Meaningful Conversation

Scott Young over at PickTheBrain writes in this post about a couple of ways to improve the quality of the conversations we have with people.

He points to two basic rules that can help make conversations more meaningful.

  1. The conversation is not about you.
  2. You need to give trust to get trust.

I will leave it you to explore his take on these two tenets from a general conversational perspective. However, it strikes me that if we, as Information Security professionals, would incorporate these rules into our conversations with our respective constituents, we might be met with a little less resistance. Of course, I am speaking from the perspective of being a corporate drone.

Having a conversation with the Information Security dude or dudette is viewed with a certain amount of trepidation by many who are “forced” to deal with us. In my experience, most of this trepidation is caused by us and not the poor supplicant 🙂 Why do you think they feel this way? Let’s look at number 1 above first.

1. The conversation is not about you.

Pretty simple statement. Harder to put into practice than it appears though. Let’s change it a little; the conversation is about them. They are looking, whether they know it or not, for the best method of accomplishing their goal in the most secure manner available that is appropriate for the business risk they have chosen to accept. Which, by the way, is a topic for another post. If we approach things from this perspective, it becomes a collaborative endeavor, not an adversarial one. Of course, I am not suggesting that there will not be times when we are required to tell people they can’t do something in the manner they desire. But as long as we avoid just saying no and try to help them find a way that is also acceptable from an infosec perspective, we have still remained their helper and not their roadblock.  If they view us as their helper, they will be less concerned when they need to talk to us.  They will involve us earlier and finally will be more likely to share more information with us.

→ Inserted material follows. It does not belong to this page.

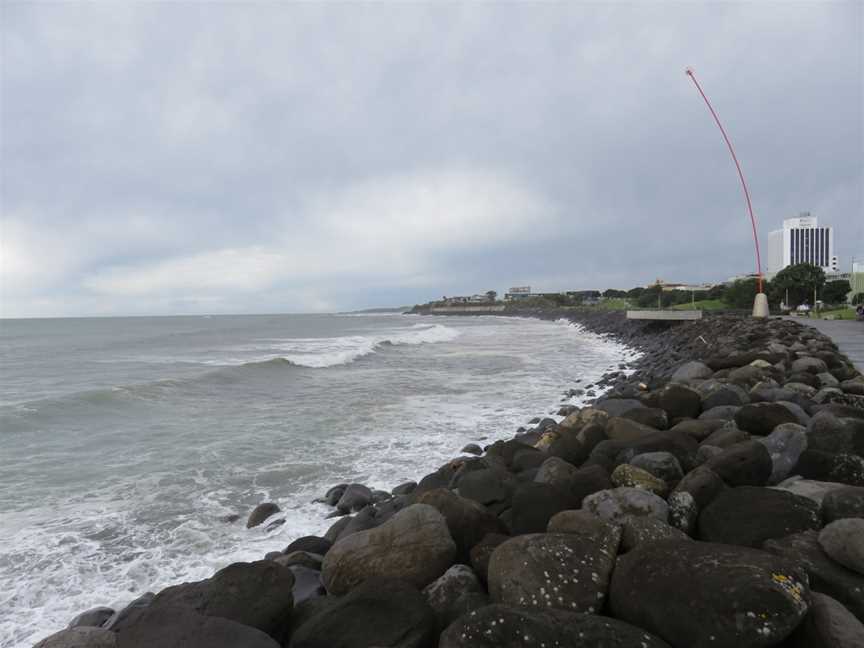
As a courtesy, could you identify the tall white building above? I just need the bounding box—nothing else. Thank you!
[766,212,837,274]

2. You need to give trust to get trust.

This one is even more difficult. Why should they trust you? Do they know you? We have to build relationships with the people we work with. For those of us who work in the corporate world, this is a little easier. I talk to the same folks day after day and we have the opportunity to get to know each other and build trust.  I have to trust that they believe I have their best interests at heart and they have to trust that I am not out to “get them” or stop them for being successful.  Following rule 1 above goes along way towards building this trust.  Those who don’t have the luxury of long term relationships with the folks you are dealing with have to find some way to establish that trust quickly and right at the beginning.  Again, approaching it from a rule 1 perspective will help a great deal.

So there is my two cents worth about something that has been a problem in several companies for which I have worked.

I have not done the subject matter justice, but it was on my mind so here it is.